I don’t prepare, because it’s testing a task that I do pretty much everyday. If I can’t do it on-demand I don’t see how I can call myself a programmer. That said, I do have some strategies.
Often the interviewer isn’t looking for people able to recite detail in the documentation. They are looking at the quality of the code you’ll produce. So I concentrate on explaining my approach to the problem, rather than the code.
- How am I going to structure it?
- Where are my concerns?
- What choices am I making about performance?
…and so on. If it’s on a whiteboard I’ll often write in pseudo-code that looks something like a language, but I’ll state that I’m not trying to write perfect, compiler ready code.
I let them guide me to the level of detail they are looking for.
If it turns out they want to score points on me for missing a bracket, or getting the order of arguments wrong, then I take that as a negative against the company. Interviews go both ways, and you’re looking for people you can work with too. So if they’re going to nitpick in an interview they’re probably going to be horrible to work with day-to-day.
If I can’t do it on-demand I don’t see how I can call myself a programmer.
Context for all of the following: I am a long time programmer who is also a hiring manager for programmers.

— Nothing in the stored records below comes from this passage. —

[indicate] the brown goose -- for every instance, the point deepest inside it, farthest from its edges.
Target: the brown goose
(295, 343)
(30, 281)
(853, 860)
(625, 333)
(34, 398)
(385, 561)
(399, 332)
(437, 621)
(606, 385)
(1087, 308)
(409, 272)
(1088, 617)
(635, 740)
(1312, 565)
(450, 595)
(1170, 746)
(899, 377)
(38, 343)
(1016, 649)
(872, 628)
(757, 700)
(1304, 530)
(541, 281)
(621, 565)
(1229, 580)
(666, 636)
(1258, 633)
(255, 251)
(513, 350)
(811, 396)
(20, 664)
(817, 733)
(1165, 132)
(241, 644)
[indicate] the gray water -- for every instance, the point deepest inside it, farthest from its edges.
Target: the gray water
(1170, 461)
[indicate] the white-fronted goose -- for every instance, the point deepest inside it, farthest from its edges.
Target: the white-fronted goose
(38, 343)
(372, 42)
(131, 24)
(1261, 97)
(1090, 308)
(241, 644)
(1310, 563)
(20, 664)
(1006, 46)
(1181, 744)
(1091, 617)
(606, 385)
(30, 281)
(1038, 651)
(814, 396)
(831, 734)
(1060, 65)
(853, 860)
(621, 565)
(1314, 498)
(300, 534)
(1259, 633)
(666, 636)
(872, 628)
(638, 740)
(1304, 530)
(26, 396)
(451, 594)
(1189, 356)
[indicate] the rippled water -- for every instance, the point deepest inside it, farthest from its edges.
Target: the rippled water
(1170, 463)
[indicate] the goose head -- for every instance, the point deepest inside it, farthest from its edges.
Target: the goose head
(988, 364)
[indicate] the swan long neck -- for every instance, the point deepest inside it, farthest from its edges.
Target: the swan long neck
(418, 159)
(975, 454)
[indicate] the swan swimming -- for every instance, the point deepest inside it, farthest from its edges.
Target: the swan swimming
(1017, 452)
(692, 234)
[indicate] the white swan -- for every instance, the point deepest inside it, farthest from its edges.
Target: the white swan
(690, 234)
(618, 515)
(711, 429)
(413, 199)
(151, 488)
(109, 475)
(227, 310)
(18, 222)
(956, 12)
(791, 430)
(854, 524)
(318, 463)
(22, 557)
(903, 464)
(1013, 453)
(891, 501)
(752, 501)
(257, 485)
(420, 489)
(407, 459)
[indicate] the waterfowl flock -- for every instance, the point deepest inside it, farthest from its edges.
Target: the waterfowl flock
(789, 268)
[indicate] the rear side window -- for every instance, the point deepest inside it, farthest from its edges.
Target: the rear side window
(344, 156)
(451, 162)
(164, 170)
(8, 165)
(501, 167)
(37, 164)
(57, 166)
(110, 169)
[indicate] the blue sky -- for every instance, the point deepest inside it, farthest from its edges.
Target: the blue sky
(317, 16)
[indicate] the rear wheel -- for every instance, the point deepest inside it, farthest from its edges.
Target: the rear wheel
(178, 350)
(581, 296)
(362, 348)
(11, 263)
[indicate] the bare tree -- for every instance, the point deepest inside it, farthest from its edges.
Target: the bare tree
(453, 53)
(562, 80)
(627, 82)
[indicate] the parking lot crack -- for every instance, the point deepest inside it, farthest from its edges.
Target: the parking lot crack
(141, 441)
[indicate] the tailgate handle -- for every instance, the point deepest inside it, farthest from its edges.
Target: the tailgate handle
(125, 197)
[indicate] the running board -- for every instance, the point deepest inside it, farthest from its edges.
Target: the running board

Interviews are not real life. During an interview the dynamics of power imbalance between yourself and the people deciding on your livelihood fuck with most people’s brains and cause them to think and behave differently than they do in real life. During an interview people are nervous, vulnerable, and outside of their element to an extreme degree.
Someone struggling to perform at anywhere near their normal level during an interview is exceedingly common and reasonable. It’s super silly to say “if you can’t perform under extreme stress that you won’t experience day to day then you just aren’t a real programmer”.
Edit: tagging @[email protected] because they should see this too.